Here is what happens under load:
- 10,000 concurrent requests arrive across the services
- Each service can only process 10 database queries at a time
- The remaining requests queue up, waiting for a free connection
- Requests are processed in batches of 10, sequentially
- 1,000 requests ÷ 10 connections = 100 sequential rounds per service
- If each query takes ~300 ms, later batches wait 30+ seconds before even starting
- The frontend timeout fires at exactly 30 seconds—killing those requests before they are ever served
The backend was not broken. It was processing everything correctly—just too slowly for the frontend to wait. The 30-second timeout was exposing what was effectively a queue starvation problem caused by an artificially small connection pool.
The Fix
The fix was straightforward: increase the connection pool size. We updated the PrismaService constructor to explicitly set max:
const pool = new Pool({
host,
port: Number(dbUrl.port) || 5432,
database: decodeURIComponent(dbUrl.pathname.slice(1)),
user: decodeURIComponent(dbUrl.username),
password: decodeURIComponent(dbUrl.password),
max: config.database.poolMax, // explicitly configured
connectionTimeoutMillis: config.database.poolTimeoutMs,
ssl: { rejectUnauthorized: false, servername: dbUrl.hostname },
});We set poolMax to 100. The timeout rate dropped dramatically on the next load test.
Why 100 specifically?
Our DevOps engineer had set up PgBouncer in front of the PostgreSQL instance. PgBouncer is a connection pooler that sits between your application services and Postgres—your services connect to PgBouncer, which maintains a smaller pool of actual Postgres connections and multiplexes requests onto them:

PgBouncer allowed our total effective connection limit to be 1,000. With 17 services each allowed up to 100 connections, the math worked out safely: even if all services maxed out simultaneously, we would not exceed what Postgres could handle.
Without PgBouncer, setting every service to 100 connections would likely exhaust PostgreSQL’s raw max_connections limit (usually 100 for hosted instances), causing a different category of failure.
How to Calculate the Right Pool Size
If you do not have PgBouncer, you need to calculate pool size carefully. A general formula:
pool_size = (max_connections - reserved_connections) / number_of_service_instancesFor example: if PostgreSQL allows 200 connections, you reserve 10 for admin tasks and migrations, and you have 3 service instances:
(200 - 10) / 3 = ~63 connections per instance
To check your PostgreSQL max_connections, query the database directly:
SHOW max_connections;If you do have PgBouncer (which you should seriously consider for any production system with multiple services), the calculation becomes:
pool_size = pgbouncer_max_connections / number_of_service_instances
Either way, the key principle is the same: your ORM’s connection pool does not exist in isolation.
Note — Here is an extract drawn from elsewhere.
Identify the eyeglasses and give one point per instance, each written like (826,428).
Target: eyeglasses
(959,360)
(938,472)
It needs to be sized in relation to your database’s actual capacity and the number of competing service instances.
Key Takeaways
- Prisma (via pg) defaults to a connection pool of 10. This is fine for development. It is almost never fine for production under real load.
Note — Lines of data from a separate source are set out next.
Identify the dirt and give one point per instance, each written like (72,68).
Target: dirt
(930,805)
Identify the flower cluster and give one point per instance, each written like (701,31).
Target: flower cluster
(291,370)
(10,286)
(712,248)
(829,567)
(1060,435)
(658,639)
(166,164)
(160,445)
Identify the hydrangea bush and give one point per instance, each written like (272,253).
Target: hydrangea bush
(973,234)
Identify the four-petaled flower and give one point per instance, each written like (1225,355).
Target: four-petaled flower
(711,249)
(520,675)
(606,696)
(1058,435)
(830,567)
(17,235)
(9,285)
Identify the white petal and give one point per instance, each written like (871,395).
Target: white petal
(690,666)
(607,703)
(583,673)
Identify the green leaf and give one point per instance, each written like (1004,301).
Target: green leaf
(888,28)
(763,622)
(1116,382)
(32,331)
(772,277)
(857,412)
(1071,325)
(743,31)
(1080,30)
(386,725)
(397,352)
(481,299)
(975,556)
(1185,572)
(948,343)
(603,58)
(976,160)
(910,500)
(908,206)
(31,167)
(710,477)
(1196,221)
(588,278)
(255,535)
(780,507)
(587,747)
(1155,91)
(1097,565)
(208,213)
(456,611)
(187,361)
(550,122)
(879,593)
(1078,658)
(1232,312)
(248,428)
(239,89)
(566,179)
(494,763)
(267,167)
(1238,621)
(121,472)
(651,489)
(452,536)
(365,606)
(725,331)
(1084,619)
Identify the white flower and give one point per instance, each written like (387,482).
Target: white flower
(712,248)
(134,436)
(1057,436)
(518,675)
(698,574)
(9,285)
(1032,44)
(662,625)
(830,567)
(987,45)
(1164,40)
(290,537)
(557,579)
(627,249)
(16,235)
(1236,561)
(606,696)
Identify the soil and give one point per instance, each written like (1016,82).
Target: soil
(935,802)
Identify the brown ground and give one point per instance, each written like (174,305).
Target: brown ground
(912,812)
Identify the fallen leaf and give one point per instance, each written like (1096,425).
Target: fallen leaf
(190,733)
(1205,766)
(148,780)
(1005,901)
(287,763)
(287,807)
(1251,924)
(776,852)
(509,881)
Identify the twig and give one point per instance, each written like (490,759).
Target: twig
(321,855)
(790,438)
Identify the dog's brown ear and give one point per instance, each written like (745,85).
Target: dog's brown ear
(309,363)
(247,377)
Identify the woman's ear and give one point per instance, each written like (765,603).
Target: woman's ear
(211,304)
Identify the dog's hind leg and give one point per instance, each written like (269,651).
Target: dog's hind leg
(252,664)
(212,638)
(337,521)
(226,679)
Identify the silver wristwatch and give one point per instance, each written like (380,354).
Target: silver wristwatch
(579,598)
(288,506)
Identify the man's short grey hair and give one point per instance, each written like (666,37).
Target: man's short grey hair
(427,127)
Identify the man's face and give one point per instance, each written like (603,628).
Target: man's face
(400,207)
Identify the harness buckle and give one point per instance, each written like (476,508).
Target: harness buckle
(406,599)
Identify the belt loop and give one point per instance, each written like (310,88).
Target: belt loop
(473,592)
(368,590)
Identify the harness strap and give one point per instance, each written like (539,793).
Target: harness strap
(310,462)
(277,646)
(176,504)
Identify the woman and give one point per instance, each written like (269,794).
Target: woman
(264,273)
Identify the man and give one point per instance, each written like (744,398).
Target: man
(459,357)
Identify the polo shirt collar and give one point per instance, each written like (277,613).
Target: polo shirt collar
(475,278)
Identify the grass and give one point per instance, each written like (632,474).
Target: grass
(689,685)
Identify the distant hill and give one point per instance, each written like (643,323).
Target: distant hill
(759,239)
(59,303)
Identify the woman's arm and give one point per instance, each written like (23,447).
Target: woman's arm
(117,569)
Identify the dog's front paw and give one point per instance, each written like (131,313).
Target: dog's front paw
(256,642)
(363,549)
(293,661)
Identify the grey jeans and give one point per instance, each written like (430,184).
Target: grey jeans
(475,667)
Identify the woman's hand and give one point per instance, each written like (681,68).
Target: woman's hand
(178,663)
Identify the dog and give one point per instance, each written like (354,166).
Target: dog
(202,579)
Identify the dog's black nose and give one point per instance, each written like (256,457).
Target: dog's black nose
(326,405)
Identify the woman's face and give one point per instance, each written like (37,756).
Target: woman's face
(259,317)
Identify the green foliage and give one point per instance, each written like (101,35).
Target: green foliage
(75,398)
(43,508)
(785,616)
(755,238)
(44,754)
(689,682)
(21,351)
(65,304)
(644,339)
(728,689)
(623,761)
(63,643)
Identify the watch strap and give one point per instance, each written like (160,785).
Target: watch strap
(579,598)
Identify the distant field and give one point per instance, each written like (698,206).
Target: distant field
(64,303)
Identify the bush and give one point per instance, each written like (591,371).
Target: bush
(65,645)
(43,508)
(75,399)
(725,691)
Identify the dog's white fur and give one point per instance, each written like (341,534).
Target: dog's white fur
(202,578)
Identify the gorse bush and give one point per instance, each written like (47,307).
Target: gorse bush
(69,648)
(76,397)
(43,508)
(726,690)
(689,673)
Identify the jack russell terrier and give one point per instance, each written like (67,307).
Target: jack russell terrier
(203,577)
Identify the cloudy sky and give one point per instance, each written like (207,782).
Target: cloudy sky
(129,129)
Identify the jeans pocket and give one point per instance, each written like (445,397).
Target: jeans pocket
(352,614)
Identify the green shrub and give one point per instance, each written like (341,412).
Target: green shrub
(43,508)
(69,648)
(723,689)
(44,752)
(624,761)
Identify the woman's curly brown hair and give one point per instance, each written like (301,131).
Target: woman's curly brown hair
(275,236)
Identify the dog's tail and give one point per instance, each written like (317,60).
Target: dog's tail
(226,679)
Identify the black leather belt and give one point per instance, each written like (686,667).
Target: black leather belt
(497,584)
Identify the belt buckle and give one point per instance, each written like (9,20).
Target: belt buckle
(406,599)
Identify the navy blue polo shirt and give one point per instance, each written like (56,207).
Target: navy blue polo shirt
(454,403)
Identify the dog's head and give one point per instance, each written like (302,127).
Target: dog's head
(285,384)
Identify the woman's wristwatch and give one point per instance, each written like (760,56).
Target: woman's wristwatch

- Silent timeouts under load are almost always a resource exhaustion problem. When your backend looks healthy but the frontend is dying, check your connection pool before anything else.
- Pool size has an upper bound. Setting it arbitrarily high without accounting for PostgreSQL’s max_connections will trade one problem for another. Always calculate relative to your infrastructure.
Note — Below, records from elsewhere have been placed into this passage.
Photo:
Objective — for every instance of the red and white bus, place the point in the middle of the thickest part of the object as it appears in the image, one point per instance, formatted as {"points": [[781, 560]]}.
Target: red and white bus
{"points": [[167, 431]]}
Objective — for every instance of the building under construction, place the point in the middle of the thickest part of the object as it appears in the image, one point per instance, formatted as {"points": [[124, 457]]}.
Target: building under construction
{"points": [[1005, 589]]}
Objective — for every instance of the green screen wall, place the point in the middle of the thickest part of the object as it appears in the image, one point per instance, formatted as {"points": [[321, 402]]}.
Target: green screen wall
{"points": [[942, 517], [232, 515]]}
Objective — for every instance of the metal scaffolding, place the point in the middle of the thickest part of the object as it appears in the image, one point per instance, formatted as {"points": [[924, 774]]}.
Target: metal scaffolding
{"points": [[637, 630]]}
- PgBouncer is worth setting up. It decouples your application-side pool sizes from PostgreSQL’s hard limits and gives you significantly more headroom.
The fix was one config value. Finding it took two days of load testing and log analysis. Know your ORM’s connection defaults before your users find them for you—because in a high-concurrency system, the defaults are almost never production-ready.